I haven't heard from Tim, but to be fair I prefaced my big bug report with, "this isn't a complaint, I am just trying to help, and I don't need a point by point reply." I didn't want to sound like an angry customer, because I'm not. If they actually evaluate the material I sent, that is all the thanks I need.

I do think they can save themselves effort by investing a little time into things like writing a manual... Just a page, even. I had to ask a question on the forum about something really basic, which turned out to require an invisible button press... Write that stuff down once and send it with the unit, instead of fielding questions over and over, ya know? But I think they are more focused on welding than software. Can't blame them if that's where the money is.

On their official forums I did suggest making an official release thread listing changes, and an official bug reporting thread. No nibbles on either. They may be reluctant to do things like that because a few loud customers could cost them a lot of time, or even generate ill will if that time isn't invested. I understand the challenges, having worked in similar circumstances.

When I buy a gadget, my philosophy is that I better be happy with what I get and software upgrades are a bonus. I would certainly like them to improve the PLC's most irritating issues, but even if they never do, I am glad I have it.
 
I haven't heard from Tim, but to be fair I prefaced my big bug report with, "this isn't a complaint, I am just trying to help, and I don't need a point by point reply." I didn't want to sound like an angry customer, because I'm not. If they actually evaluate the material I sent, that is all the thanks I need.

I do think they can save themselves effort by investing a little time into things like writing a manual... Just a page, even. I had to ask a question on the forum about something really basic, which turned out to require an invisible button press... Write that stuff down once and send it with the unit, instead of fielding questions over and over, ya know? But I think they are more focused on welding than software. Can't blame them if that's where the money is.

On their official forums I did suggest making an official release thread listing changes, and an official bug reporting thread. No nibbles on either. They may be reluctant to do things like that because a few loud customers could cost them a lot of time, or even generate ill will if that time isn't invested. I understand the challenges, having worked in similar circumstances.
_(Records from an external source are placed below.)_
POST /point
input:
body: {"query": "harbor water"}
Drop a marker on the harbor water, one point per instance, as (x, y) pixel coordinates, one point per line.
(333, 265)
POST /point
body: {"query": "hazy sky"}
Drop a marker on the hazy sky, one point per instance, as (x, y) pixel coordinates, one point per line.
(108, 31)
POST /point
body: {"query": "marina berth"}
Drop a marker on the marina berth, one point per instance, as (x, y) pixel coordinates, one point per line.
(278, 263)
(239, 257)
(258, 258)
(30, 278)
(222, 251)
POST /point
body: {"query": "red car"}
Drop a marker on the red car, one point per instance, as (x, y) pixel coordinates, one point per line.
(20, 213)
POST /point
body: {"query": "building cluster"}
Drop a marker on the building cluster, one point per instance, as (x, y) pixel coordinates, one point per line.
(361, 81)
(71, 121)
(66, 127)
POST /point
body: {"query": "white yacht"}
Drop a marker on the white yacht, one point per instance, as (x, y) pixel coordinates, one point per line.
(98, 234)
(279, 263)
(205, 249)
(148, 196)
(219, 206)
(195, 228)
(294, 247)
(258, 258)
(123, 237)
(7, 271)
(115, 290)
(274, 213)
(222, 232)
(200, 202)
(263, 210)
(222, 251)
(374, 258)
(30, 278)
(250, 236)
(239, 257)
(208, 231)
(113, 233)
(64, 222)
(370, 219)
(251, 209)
When I buy a gadget, my philosophy is that I better be happy with what I get and software upgrades are a bonus. I would certainly like them to improve the PLC's most irritating issues, but even if they never do, I am glad I have it.


Such logic.
 
anyone received their COBS with the touch screen panel? I'd be interested to hear how it works. After using my system for a year, there are one or two things I wish I'd done differently. Didn't have the option for the touchscreen when I ordered, but I'm not sure I would have gone that way anyhow.

I have a "Down Under" on order. What would you have done differently besides the touchscreen? I didn't go with the touchscreen, I like the simplicity of manual controls.
 
I have a "Down Under" on order. What would you have done differently besides the touchscreen? I didn't go with the touchscreen, I like the simplicity of manual controls.

I had them build a track on mine similar to the bigger systems that they make, that way I can slide the mash basket away from the kettle and lower it onto the ground. It works great (one I added counter weights), but the only downside is that you have to remove all of the fittings in order to get the kettle off of the stand. Makes clean up a little tough.